3) Dans les centres de ski :
Le Massif du Sud, les monts Orford, Sutton, Comi ou Jay Peak, dans le Vermont, offrent de bons terrains hors-piste pour s’essayer à la montée en peaux de phoques.
LE SAVIEZ-VOUS?
- C’est Fridtjof Nansen, originaire de Christiana - ancien nom de la capitale norvégienne Oslo - accompagné de trois autres skieurs qui traverse le premier le Groenland à skis en 1888, soit 500 kilomètres et des centaines de mètres de dénivelés parcourus en deux mois par -45˚C!
- En 1903, Chamonix est le point de départ d’une course à skis, qui rallie le village perché de Zermatt dans le Valais suisse. Baptisée « Haute Route » cette course donnera ainsi son appellation officielle à la discipline.
SÉCURITÉ
Le Centre d’avalanches de la Haute-Gaspésie dispense des formations sécurité de deux jours partout au Québec. Renseignez-vous sur la prochaine session près de chez vous!

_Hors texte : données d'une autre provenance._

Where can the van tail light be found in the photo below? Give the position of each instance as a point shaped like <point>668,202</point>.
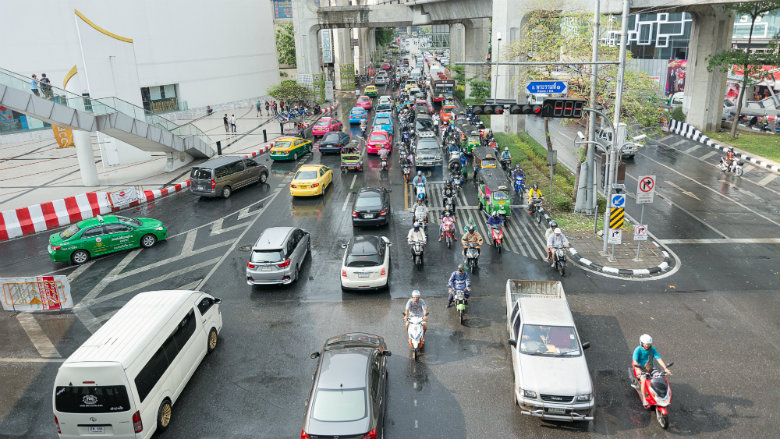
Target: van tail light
<point>138,424</point>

Info : www.centreavalanche.qc.ca
MATÉRIEL
Les peaux de phoques : appelées aussi peluches anti-recul, elles sont conçues en matière mohair (poils de chèvre) ou synthétique.
Les skis de haute route :allégés au centre pour une souplesse sur toute la longueur, qui facilite le mouvement en poudreuse (mais des skis alpins peuvent faire l’affaire pour débuter).
Les bottes : en dépannage, on peut utiliser les mêmes que pour le ski alpin, mais les bottes spécifiques pour la haute route ont les caractéristiques suivantes : coque légère et chausson thermoformable, semelle crantée au berceau arrondi et rigidité au ratio confort/précision équilibré et performant, système de levier arrière pour adapter l’angle d’attaque à la phase de montée ou descente.
L’Alpine trecker : sorte de « sur » fixation qui s’adapte sur la fixation alpine. Souvent disponible à la location, cet accessoire peut donner une bonne idée du sport pour une première montée en peau. Cela dit, il est moins ergonomique et peut causer une désagréable sensation d’inconfort.
La fixation : en un seul tenantrelié par une tige centrale en aluminium ou carbone, pivot simple pour la plupart, qui reproduit le mouvement du pied en marche. Soumise aux torsions, les fixations doivent être robustes.